The discontinued segment relates to the planned disposal of its airline business — comprising AirAsia Malaysia, AirAsia Thailand, AirAsia Indonesia and AirAsia Philippines — to AirAsia X Bhd
(AAX), a key component of its PN17 regularisation plan.
Capital A said the exercise is now in its final phase, following the waiver of a key Thai regulatory condition.
Its continuing operations comprise its logistics arm Teleport, its maintenance, repair and overhaul (MRO) unit Asia Digital Engineering (ADE), its online travel agent (OTA) AirAsia MOVE, and other non-aviation ventures.
On a group basis, Capital A said revenue dipped slightly year-on-year (y-o-y) to RM4.82bil, but earnings before interest, taxes, depreciation and amortisation (Ebitda) rose 77% to RM1.1bil.

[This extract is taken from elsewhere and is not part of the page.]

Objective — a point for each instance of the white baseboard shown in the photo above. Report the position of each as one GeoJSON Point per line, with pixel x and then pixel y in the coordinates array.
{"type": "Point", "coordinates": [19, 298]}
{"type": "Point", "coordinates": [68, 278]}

However, profit before tax was down to RM576.3mil due to a foreign exchange loss of RM113.3mil compared to a higher profit before taxation of RM2.1bil in 3Q24, when it benefited from a substantial foreign exchange gain of RM2.3bil.
Capital A’s continuing operations recorded 3Q25 revenue of RM816.9mil, up 6% from 3Q24.
Ebitda rose to RM112.9mil from RM90.1mil, while profit after tax turned positive at RM22.4mil versus a loss of RM50.1mil previously.
Segment-wise, logistics contributed 38% of revenue, MRO services 27%, OTA 13%, with the remaining 22% coming from brand, inflight and other businesses.
The group’s aviation business revenue fell 2% y-o-y to RM4.45bil, reflecting weaker tourism sentiment in Thailand and a shift toward domestic routes.
Ebitda rose to RM1.02bil on lower fuel prices and cost optimisation.
Profit before tax eased sharply to RM9.3mil due to the exceptional foreign exchange gains in the prior year.
Year-to-date, the group carried 47.42 million passengers, with an average seat kilometre of 67,323 million. Jet kerosene prices averaged US$85.66 per barrel.
Capital A said aviation operations have stabilised, with momentum expected to continue into 4Q25, supported by peak-season demand, improved domestic connectivity in Indonesia, a rebound in Thailand, and rising demand from China.
“Capital A companies recorded steady progress in 3Q25, with businesses showing clear operating momentum even as some contributions shifted to later in the year,” it added.
“Jet fuel edged higher year-to-date but remains below full-year assumptions, with oversupply in the oil market keeping a lid on prices despite geopolitical risk in Russia and the Middle East.”
Capital A said stronger Asean currencies, led by the ringgit, are also easing dollar-based costs, with scope for further relief if foreign exchange momentum persists.